Podstawowa jednak kwestia, która mnie tu nurtuje, brzmi: jakimi racjami kierował się kard. Sarah, wszczynając cały ten alarm w sprawie celibatu? Owszem, ogłoszony w grudniu dokument końcowy Synodu dla Amazonii (podpisany nie przez papieża, lecz zgodnie ze zwyczajem przez uczestników zgromadzenia) zawierał zachętę do przemyślenia, czy nie należałoby dopuścić do kapłaństwa szczególnie wypróbowanych diakonów stałych, żyjących w małżeństwie i posługujących w Amazonii. Miałoby to służyć umożliwieniu tubylcom dostępu do Eucharystii w dramatycznej dla nich sytuacji braku kapłanów. Ale, zauważmy, sam Franciszek przemawiając na zakończenie owego synodu, o wyświęcaniu żonatych mężczyzn nawet się nie zająknął. Jeszcze jako kardynał opowiadał się jasno za utrzymaniem celibatu. Już jako papież równie jasno oświadczył: „Przychodzi mi na myśl to zdanie św. Pawła VI: «Wolę oddać życie, niż zmienić prawo celibatu»”. Dodał nawet: „Nie czuję się na siłach stanąć wobec Boga z tą decyzją”. Na jakiej więc podstawie gwinejski purpurat alarmuje, że możliwość wyświęcania żonatych mężczyzn „byłaby katastrofą i zaciemniłaby rozumienie kapłaństwa”? Przecież w tym samym tonie mówi Franciszek. O co więc chodzi? Owszem, nie znamy jeszcze posynodalnej adhortacji Franciszka. Czyżby jednak kard. Sarah spodziewał się, że papież dokona zwrotu i zaprzeczając swoim dotychczasowym słowom, otworzy możliwość wyświęcania żonatych mężczyzn? A jeśli nie?
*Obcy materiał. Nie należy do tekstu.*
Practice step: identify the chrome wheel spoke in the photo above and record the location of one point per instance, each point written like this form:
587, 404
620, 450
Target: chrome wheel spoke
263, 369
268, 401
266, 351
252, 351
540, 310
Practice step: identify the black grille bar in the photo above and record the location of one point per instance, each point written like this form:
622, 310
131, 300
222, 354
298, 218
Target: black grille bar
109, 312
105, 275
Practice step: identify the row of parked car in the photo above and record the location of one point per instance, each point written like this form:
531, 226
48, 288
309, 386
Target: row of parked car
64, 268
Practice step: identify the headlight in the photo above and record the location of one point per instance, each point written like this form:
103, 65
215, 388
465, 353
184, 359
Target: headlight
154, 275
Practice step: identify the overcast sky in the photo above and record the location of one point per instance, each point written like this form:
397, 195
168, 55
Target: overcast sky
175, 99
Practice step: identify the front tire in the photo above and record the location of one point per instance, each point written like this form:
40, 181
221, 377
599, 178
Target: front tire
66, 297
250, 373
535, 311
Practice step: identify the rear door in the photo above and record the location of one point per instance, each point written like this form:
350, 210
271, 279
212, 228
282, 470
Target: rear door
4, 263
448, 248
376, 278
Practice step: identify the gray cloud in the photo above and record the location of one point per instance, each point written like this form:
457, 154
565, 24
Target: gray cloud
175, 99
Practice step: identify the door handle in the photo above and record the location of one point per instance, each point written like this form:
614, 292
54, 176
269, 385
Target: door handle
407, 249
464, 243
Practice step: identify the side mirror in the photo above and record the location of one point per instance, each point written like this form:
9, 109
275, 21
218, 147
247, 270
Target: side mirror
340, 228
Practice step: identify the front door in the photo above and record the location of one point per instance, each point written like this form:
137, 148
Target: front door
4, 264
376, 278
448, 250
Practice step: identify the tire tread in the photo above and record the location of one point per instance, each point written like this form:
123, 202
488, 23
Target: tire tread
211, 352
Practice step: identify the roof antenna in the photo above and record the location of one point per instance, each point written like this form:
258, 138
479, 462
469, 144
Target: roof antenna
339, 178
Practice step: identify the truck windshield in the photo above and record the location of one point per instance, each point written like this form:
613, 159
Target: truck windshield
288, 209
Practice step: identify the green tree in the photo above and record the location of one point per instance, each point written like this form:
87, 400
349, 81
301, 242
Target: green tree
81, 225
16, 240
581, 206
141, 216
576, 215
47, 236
W naszym niespokojnym świecie autorytet Stolicy Apostolskiej wciąż jest wysoki, a jej głos ma znaczenie dla wszystkich, nie tylko dla wierzących. Sam Kościół powinien gorliwie dbać o to, by był to przekaz spójny, jednoznaczny i klarowny. Niestety, zamieszanie z ostatnich dni na pewno się tej sprawie nie przysłuży.